В нарушение договоренности мы с дочкой Лувр, конечно, навестили, с выставкой работ Рембрандта по христианской тематике, где открылось, как всегда, неизвестное, упущенное прежде. Образ Христа у Рембрандта несхожий ни с кем, он не выдумал, а писал с конкретного человека, своего современника. Вот он, на портрете, молодой человек в кипе, житель еврейского квартала Амстердама. В нем Рембрандт обнаружил искомое: просветленную, лучезарную кротость и скорбь о всех нас.

На выставке в Лувре демонстрировали так же работы последователей Рембрандта, копирующих тщательно оригиналы. И какой же контраст: гаснет волшебство. Гениальность тиражированию не поддается, никакими усилиями посредственности не достижима. Но как важно делиться своими наблюдениями с человеком, родственным по духу.

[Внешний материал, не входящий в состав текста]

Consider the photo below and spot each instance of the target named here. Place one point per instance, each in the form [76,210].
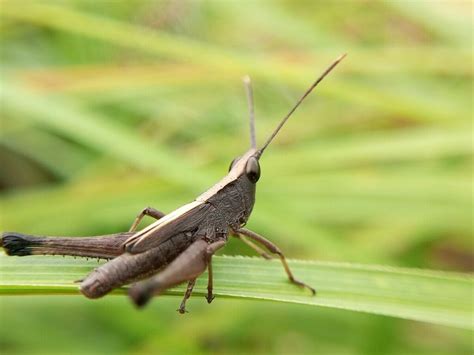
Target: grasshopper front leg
[147,211]
[187,266]
[273,249]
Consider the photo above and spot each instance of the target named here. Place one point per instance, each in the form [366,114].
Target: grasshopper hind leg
[187,266]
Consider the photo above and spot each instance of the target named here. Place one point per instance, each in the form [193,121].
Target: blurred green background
[111,106]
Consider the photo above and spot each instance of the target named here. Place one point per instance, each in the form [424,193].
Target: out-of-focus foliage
[110,106]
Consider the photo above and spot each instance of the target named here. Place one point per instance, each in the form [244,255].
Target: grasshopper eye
[232,163]
[252,169]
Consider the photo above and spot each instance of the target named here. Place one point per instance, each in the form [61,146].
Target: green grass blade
[429,296]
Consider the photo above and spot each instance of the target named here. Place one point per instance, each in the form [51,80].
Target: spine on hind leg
[107,246]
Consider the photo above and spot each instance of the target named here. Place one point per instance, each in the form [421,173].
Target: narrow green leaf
[429,296]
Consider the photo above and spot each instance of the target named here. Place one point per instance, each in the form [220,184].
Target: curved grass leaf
[429,296]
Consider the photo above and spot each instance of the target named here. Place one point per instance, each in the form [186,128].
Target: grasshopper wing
[185,219]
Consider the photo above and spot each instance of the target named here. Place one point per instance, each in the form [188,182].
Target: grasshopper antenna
[283,121]
[249,91]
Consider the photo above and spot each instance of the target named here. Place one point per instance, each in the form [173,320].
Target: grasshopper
[178,247]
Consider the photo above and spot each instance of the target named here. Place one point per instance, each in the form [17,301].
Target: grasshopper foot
[210,297]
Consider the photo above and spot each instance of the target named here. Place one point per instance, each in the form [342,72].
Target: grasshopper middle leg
[147,211]
[275,250]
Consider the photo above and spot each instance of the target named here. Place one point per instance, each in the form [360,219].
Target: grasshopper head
[248,164]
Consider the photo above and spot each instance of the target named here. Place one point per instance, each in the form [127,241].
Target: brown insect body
[179,246]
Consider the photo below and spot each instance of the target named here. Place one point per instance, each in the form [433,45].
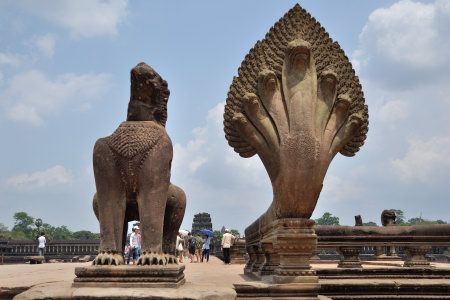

Дочь и в детстве восприимчивостью своей меня дивила. С мужем, больше у меня к нему претензий за все совместно прожитые годы не возникает, мы в музеях друг друга всегда теряли. Он изучал таблички с датами, комментарии к изображенному на полотнах, я же сразу, моментальным охватом, что-то отсекала, в другое до забытья погружалась. А вот дочь постоянно, слитно, от картины к картине рядом присутствовала. То, что она — другая мне открылось еще в её младенчестве. Тем более восхищала наша общность, обнаруживаемая в самых глубинах нутра.

Чтобы попасть в Brasserie Lipp дочь резервацию там нам на ужин сделала за неделю. Да и одетыми кое-как туда не придешь. Шикарную публику встречает седовласый, импозантный мэтр, похожий скорее на члена Французской академии. Но дочь всегда знает, что хочет — её отличительная черта, унаследованная явно не от меня.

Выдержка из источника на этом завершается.